La police intercepte une pirate belge

Mathieu Van Overstraeten

L'arrestation d'un auteur de virus informatiques n'est pas un événement qui arrive tous les jours. Surtout pas en Belgique et surtout pas quand il s'agit d'une femme. C'est pourtant bel et bien ce qui s'est passé lundi soir dernier, dans la banlieue de Malines.

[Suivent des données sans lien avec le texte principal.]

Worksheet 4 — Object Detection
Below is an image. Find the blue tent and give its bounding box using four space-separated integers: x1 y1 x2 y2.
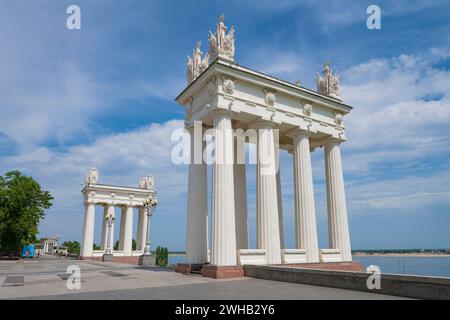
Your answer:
28 244 34 258
22 244 30 258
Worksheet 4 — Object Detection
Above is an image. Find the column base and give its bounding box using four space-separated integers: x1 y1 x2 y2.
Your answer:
175 263 203 274
78 254 139 265
102 253 114 262
284 261 364 272
202 265 244 279
139 255 156 267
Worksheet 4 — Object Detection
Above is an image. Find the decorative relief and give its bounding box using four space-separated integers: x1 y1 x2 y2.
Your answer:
186 41 209 83
86 167 98 185
316 61 340 99
139 174 153 190
206 77 217 96
303 104 312 117
209 15 235 62
334 113 343 126
223 79 235 94
264 89 277 107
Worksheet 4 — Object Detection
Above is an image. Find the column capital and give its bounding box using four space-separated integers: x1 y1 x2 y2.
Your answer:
285 128 312 139
248 119 277 129
323 137 345 147
210 109 232 119
184 120 206 132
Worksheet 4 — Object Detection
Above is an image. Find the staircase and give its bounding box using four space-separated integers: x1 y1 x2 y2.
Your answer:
191 264 207 276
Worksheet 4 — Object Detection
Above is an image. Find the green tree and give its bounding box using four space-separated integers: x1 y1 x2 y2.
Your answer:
155 246 169 267
0 171 53 250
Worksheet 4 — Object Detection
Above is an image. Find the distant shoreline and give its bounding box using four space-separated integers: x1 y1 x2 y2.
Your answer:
169 253 450 258
353 253 450 258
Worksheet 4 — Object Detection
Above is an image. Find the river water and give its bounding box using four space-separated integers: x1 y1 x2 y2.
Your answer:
169 256 450 278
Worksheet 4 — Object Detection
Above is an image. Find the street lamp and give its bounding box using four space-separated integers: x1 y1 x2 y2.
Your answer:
144 197 158 256
105 213 116 255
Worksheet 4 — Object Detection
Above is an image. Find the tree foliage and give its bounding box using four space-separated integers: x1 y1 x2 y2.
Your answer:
155 246 169 268
0 171 53 250
63 241 80 254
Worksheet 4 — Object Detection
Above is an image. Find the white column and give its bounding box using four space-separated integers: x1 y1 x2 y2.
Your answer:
290 130 319 262
123 206 133 256
325 139 352 261
118 207 127 251
100 206 108 251
186 126 208 264
136 207 147 250
256 121 281 264
234 137 248 249
211 111 237 266
277 161 284 249
80 203 95 257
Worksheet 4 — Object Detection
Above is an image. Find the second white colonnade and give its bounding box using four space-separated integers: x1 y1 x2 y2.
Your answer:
80 168 156 262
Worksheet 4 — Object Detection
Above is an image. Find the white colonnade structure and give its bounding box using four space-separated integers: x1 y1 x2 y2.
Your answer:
176 16 352 276
80 167 156 263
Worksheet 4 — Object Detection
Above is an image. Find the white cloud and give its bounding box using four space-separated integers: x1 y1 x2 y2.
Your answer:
1 120 187 240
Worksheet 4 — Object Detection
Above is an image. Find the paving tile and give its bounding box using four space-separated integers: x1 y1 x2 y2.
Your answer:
2 276 25 287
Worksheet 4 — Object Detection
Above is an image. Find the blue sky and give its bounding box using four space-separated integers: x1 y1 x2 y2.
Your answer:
0 0 450 250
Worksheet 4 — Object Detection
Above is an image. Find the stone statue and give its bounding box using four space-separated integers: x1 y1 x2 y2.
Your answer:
316 61 340 100
186 41 209 83
209 15 235 62
139 175 153 190
86 167 98 185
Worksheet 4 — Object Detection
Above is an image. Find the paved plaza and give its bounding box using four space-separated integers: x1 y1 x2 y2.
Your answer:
0 257 408 300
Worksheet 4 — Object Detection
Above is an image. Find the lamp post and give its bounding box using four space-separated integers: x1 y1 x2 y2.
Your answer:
144 198 158 256
102 213 116 262
105 213 116 254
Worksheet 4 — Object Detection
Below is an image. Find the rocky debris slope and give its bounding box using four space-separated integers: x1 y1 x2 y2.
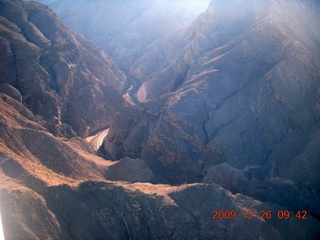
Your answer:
0 49 320 240
0 1 126 136
105 0 320 216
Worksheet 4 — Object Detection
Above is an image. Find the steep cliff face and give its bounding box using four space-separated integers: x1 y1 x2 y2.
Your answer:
105 1 320 214
0 0 320 240
0 1 126 136
35 0 210 72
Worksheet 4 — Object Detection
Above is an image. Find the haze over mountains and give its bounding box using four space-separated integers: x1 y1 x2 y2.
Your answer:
0 0 320 240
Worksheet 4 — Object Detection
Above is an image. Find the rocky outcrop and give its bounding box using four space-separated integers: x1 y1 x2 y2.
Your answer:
0 1 320 240
105 0 320 218
35 0 210 73
0 1 126 136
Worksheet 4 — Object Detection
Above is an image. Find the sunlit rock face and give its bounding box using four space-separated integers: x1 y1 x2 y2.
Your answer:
105 0 320 214
0 0 320 240
0 1 126 136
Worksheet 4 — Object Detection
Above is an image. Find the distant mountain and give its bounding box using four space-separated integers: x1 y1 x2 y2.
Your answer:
0 1 126 136
105 0 320 216
34 0 210 72
0 0 320 240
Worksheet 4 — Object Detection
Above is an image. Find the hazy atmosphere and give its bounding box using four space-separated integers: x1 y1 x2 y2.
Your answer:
0 0 320 240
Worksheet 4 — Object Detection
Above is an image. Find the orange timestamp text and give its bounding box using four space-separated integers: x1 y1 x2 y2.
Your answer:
212 210 308 220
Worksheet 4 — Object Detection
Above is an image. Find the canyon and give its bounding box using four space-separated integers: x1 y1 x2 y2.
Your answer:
0 0 320 240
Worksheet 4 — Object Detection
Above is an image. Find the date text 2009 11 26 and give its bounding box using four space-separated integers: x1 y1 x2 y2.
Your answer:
212 210 308 220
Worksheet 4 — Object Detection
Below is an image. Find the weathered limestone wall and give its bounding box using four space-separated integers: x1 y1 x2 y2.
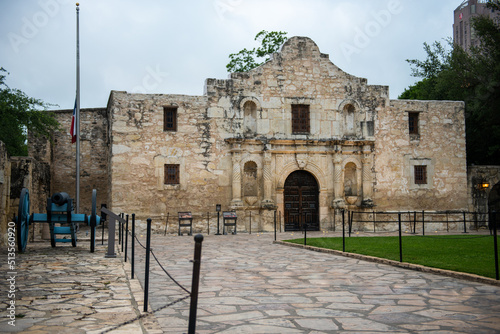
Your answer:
467 166 500 225
20 37 467 232
205 37 388 140
205 37 389 229
374 100 468 211
0 141 12 246
109 91 230 226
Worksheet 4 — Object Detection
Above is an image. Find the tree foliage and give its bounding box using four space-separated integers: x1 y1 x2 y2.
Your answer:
0 67 59 156
226 30 287 73
399 9 500 165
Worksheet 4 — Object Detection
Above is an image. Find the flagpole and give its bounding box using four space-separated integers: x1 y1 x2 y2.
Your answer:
75 2 80 213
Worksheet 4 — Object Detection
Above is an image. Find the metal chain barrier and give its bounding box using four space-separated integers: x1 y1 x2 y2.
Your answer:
101 214 203 334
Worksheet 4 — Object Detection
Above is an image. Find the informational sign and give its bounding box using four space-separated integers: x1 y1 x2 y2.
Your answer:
179 212 193 219
222 211 236 219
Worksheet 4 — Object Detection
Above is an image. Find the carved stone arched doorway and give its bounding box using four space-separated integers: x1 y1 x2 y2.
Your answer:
283 170 319 231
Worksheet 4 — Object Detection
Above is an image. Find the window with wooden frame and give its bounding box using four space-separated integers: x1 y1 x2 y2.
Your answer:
292 104 310 134
408 112 419 135
163 107 177 131
164 165 180 184
413 165 427 184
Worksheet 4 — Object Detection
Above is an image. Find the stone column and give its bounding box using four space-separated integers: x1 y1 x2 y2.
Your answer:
262 151 274 208
332 150 345 208
361 145 373 207
231 148 243 209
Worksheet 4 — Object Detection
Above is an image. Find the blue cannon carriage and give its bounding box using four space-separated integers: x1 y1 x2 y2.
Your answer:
15 188 101 253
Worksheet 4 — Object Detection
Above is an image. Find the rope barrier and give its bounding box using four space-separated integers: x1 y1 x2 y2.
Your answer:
130 232 191 294
150 249 191 295
101 296 190 334
417 235 490 240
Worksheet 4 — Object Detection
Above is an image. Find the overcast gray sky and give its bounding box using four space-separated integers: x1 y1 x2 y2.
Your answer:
0 0 462 109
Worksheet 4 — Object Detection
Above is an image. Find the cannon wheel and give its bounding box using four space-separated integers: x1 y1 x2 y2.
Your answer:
90 189 97 253
16 188 30 253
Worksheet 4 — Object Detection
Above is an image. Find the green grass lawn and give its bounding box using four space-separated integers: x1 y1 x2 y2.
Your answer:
285 235 500 278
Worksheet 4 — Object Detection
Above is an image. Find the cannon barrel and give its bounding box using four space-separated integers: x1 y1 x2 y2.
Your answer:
52 192 69 206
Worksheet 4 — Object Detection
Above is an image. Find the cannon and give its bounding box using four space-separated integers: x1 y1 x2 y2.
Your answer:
15 188 101 253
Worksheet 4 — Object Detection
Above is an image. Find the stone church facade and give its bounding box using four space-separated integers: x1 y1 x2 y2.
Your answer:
33 37 468 230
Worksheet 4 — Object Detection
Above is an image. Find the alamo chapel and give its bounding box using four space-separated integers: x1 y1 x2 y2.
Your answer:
30 37 468 231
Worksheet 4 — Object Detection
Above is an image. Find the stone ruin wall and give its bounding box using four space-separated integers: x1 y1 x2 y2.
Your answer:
29 108 109 215
110 92 231 232
205 37 388 227
375 100 468 211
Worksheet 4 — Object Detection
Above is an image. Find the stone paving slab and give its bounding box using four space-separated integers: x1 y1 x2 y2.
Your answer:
0 241 162 334
132 234 500 334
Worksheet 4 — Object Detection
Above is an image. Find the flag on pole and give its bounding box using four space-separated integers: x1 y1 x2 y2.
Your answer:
69 99 76 144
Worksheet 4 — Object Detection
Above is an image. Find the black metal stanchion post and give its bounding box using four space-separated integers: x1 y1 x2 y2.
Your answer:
188 234 203 334
144 218 151 312
101 204 109 245
463 211 467 233
118 213 123 245
215 211 220 235
130 213 135 278
120 215 125 253
347 211 353 238
274 210 276 241
422 210 425 235
125 214 128 262
398 212 403 262
342 209 345 252
490 212 499 281
304 220 307 246
163 212 170 236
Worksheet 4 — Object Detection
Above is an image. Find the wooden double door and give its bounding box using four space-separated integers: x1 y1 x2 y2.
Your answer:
284 170 319 231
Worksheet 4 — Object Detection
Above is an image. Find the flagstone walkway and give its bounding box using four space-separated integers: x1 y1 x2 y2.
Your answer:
136 234 500 334
0 240 162 334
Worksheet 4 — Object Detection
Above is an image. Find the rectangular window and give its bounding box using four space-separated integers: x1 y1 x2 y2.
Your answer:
165 165 180 184
292 104 309 134
413 166 427 184
408 112 418 135
163 107 177 131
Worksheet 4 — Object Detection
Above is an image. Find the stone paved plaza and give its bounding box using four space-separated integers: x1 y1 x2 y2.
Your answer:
0 233 500 334
138 233 500 333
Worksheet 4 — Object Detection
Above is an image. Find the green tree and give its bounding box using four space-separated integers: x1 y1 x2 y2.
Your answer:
399 10 500 165
226 30 287 73
0 67 59 156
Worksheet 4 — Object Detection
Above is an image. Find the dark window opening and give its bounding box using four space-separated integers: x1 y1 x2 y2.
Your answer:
163 107 177 131
414 166 427 184
165 165 180 184
292 104 309 134
408 112 418 135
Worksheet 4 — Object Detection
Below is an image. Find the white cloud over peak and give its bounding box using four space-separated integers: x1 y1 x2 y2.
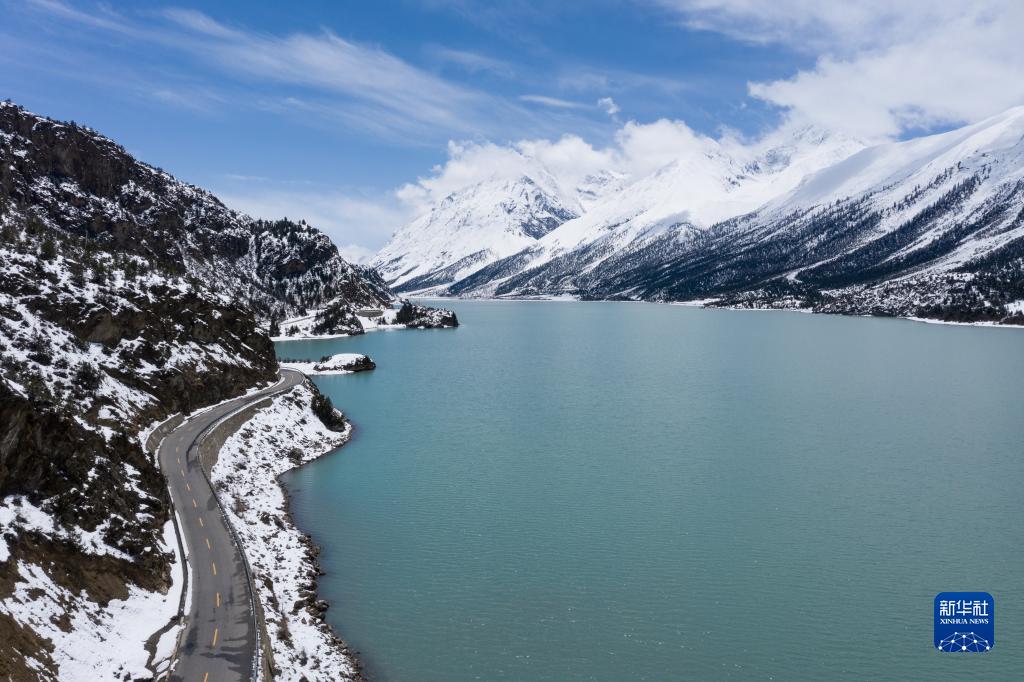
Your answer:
659 0 1024 139
597 97 623 117
396 119 738 214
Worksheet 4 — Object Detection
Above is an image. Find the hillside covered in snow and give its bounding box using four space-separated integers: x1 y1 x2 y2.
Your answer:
382 108 1024 323
0 102 392 679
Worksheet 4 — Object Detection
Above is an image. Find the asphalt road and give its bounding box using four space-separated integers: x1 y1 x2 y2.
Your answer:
158 370 303 682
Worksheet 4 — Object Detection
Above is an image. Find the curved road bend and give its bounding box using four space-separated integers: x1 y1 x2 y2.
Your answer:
158 370 303 682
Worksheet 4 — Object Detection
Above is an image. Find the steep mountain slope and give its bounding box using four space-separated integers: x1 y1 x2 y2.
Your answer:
451 127 862 296
584 108 1024 322
417 108 1024 323
372 175 596 291
0 103 391 329
0 102 391 680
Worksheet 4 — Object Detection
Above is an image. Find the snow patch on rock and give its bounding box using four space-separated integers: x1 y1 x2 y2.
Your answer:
211 378 357 680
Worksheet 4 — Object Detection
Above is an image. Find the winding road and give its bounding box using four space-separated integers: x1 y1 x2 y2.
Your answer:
158 370 303 682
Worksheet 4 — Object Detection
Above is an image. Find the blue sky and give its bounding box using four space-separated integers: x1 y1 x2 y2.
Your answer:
0 0 1024 256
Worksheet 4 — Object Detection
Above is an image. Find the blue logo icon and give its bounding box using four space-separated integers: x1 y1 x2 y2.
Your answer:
935 592 995 653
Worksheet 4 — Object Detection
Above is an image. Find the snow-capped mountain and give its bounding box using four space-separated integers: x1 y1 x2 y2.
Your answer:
0 102 399 680
372 174 583 291
376 108 1024 321
373 122 863 293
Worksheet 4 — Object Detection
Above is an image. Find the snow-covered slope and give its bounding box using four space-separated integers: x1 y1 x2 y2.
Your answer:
451 127 863 296
565 108 1024 323
0 102 391 680
391 108 1024 322
372 175 582 291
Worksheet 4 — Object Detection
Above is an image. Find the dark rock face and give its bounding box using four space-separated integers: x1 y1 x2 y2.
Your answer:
395 301 459 329
0 103 392 322
0 102 391 679
311 302 366 335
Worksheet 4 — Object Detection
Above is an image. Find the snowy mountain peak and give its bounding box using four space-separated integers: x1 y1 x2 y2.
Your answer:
372 174 583 291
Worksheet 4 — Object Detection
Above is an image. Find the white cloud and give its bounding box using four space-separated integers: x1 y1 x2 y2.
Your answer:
597 97 623 118
395 119 718 214
660 0 1024 139
427 45 515 78
519 95 583 109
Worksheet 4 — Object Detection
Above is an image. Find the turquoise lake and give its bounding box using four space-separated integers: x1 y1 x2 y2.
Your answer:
278 301 1024 680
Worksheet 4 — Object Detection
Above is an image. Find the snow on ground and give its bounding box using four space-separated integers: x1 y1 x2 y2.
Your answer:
211 385 355 680
0 518 183 680
270 308 406 341
281 353 374 375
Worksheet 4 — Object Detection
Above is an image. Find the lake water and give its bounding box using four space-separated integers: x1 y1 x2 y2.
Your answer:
279 301 1024 680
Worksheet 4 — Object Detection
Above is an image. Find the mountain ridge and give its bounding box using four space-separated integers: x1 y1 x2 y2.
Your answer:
376 108 1024 323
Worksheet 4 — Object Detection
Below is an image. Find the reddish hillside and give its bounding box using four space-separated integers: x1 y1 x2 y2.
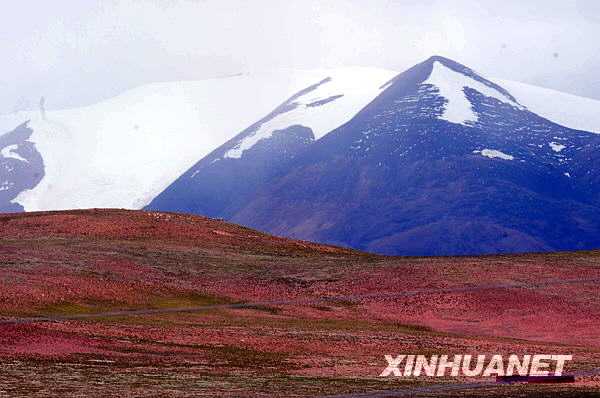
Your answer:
0 210 600 396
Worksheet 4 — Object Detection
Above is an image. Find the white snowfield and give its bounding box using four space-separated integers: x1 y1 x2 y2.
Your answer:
473 148 515 160
0 63 600 211
422 61 523 126
0 145 27 162
224 67 396 158
494 79 600 134
0 68 394 211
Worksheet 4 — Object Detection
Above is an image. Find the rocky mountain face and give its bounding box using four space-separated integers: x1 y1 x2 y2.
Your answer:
148 57 600 255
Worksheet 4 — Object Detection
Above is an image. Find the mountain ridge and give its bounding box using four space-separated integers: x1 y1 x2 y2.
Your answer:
148 57 600 255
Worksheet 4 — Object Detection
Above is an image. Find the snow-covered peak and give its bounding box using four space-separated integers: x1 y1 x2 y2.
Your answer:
423 60 522 125
224 67 396 158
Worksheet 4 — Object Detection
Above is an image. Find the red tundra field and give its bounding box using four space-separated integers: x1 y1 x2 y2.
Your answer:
0 210 600 397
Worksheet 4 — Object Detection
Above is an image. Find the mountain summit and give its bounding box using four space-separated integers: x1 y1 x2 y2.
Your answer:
149 56 600 255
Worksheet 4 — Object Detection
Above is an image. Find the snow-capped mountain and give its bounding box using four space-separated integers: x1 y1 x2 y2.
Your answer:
0 68 394 211
148 57 600 255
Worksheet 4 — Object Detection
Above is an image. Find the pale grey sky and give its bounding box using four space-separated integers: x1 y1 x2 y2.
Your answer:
0 0 600 113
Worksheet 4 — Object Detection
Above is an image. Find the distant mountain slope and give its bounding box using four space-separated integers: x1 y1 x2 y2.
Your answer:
0 68 393 211
148 68 394 217
149 57 600 255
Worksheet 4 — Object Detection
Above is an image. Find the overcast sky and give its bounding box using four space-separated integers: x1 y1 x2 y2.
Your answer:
0 0 600 113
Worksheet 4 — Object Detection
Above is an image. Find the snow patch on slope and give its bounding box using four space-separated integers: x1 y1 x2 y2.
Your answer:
423 61 521 125
0 145 27 163
548 142 566 152
473 148 515 160
494 79 600 134
0 70 382 211
224 67 396 159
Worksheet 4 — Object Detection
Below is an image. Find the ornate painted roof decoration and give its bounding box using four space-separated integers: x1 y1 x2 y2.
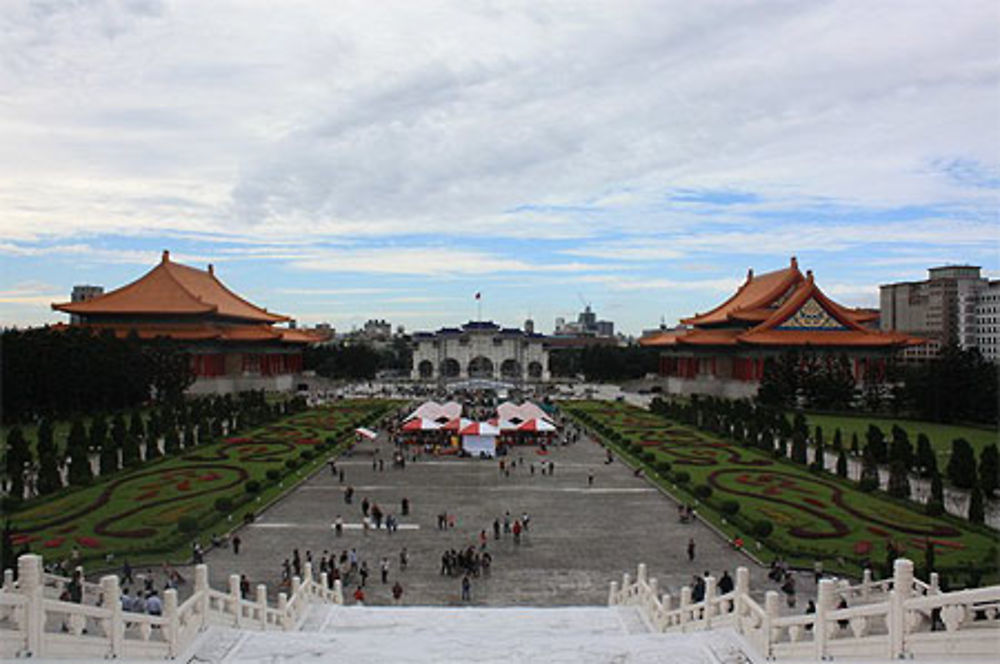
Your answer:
639 256 923 348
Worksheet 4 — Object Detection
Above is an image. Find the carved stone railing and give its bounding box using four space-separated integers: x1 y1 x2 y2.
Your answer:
0 554 343 661
608 559 1000 660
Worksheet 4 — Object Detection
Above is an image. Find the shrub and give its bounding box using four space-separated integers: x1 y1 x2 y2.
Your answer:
753 519 774 539
177 516 198 535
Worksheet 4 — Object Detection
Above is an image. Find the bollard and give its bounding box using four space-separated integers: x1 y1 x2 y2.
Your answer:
163 588 181 659
101 575 125 657
257 583 267 631
229 574 243 627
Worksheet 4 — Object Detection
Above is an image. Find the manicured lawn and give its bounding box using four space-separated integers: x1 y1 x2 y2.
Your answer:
792 413 1000 469
10 400 399 562
563 402 997 582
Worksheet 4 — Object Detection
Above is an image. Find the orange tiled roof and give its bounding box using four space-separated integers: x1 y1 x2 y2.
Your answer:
52 323 320 344
681 256 803 325
656 258 924 348
52 251 290 323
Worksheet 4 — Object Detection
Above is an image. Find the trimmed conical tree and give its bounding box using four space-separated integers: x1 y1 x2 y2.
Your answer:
66 420 94 486
837 450 847 477
979 443 1000 496
38 418 62 496
969 486 986 523
5 427 31 500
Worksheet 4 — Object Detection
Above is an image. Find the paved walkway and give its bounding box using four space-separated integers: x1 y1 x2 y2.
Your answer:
206 428 815 611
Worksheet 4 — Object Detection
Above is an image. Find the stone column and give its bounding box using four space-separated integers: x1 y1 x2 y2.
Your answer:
101 574 125 657
17 553 45 658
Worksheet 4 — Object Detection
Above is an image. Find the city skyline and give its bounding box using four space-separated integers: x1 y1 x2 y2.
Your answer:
0 0 1000 335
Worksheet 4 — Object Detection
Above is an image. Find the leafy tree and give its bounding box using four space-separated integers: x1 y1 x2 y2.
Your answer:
865 424 889 463
979 443 1000 497
38 418 62 496
111 413 128 450
792 430 807 465
858 446 879 491
946 438 976 489
969 486 986 523
931 470 944 505
889 424 913 468
888 459 910 499
66 419 94 486
163 427 181 455
916 433 937 477
837 450 847 478
5 427 31 500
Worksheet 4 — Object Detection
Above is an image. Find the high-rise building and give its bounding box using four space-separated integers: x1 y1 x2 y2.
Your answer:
975 279 1000 362
879 265 988 360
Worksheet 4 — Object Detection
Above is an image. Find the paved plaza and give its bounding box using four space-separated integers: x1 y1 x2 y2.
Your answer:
206 426 814 611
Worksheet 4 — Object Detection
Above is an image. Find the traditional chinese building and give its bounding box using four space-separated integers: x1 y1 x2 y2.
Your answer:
412 321 550 384
639 257 922 398
52 251 323 393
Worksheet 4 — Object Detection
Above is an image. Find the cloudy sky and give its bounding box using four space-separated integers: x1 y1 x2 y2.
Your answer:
0 0 1000 333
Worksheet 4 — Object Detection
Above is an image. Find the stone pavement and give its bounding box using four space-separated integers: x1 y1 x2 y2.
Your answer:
199 428 815 612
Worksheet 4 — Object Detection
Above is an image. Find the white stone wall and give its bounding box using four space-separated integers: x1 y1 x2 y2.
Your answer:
411 330 551 382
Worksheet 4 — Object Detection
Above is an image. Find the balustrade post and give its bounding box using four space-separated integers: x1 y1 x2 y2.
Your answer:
764 590 781 659
163 588 181 659
229 574 243 627
278 593 292 632
813 579 836 660
733 567 750 634
681 586 691 632
194 563 209 631
17 553 45 658
257 583 267 631
101 575 125 657
886 558 913 659
702 574 719 629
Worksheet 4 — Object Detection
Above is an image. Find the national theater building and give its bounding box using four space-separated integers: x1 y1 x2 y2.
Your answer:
52 251 324 393
639 257 922 398
412 321 550 384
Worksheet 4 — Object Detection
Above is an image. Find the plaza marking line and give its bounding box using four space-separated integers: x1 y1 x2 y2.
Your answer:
248 523 420 532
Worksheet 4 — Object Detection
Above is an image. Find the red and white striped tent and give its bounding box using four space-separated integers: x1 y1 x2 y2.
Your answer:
517 418 556 433
401 417 441 431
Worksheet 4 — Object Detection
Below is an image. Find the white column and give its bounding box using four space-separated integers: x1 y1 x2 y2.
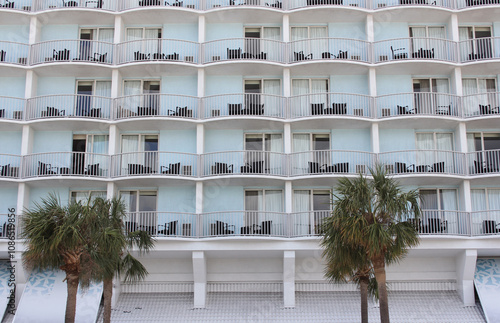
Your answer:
283 250 295 308
193 251 207 308
455 249 477 306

Agée de seulement 19 ans, la «pirate» en question est une jeune étudiante en informatique qui se fait appeler «Gigabyte». On lui reproche d'avoir créé sept virus et de les avoir mis à disposition sur son site Web, pour certains même de les avoir diffusés. Son principal fait d'armes est un virus baptisé «Sharpei» qui, sans être véritablement destructeur, fut l'un des premiers à s'attaquer à la plate-forme «.net» de Microsoft.

Petit Poucet

De quoi assurer évidemment une certaine notoriété aux Etats-Unis, où une chaîne de télévision américaine consacra même un reportage à la jeune femme en 2002, sans jamais clairement montrer son visage. Toujours en 2002, le magazine «Wired» consacra lui aussi un article à «Gigabyte», cette fois-ci pour parler de son histoire d'amour avec un hacker baptisé «Nostalg1c», rencontré évidemment grâce à l'Internet.

Quand on est pirate informatique, il faut pourtant savoir se montrer un peu plus discret. Une interview accordée par «Gigabyte» au «Standaard» il y a six mois fut le premier élément à mettre les enquêteurs de la Computer Crime Unit (CCU) sur la bonne piste.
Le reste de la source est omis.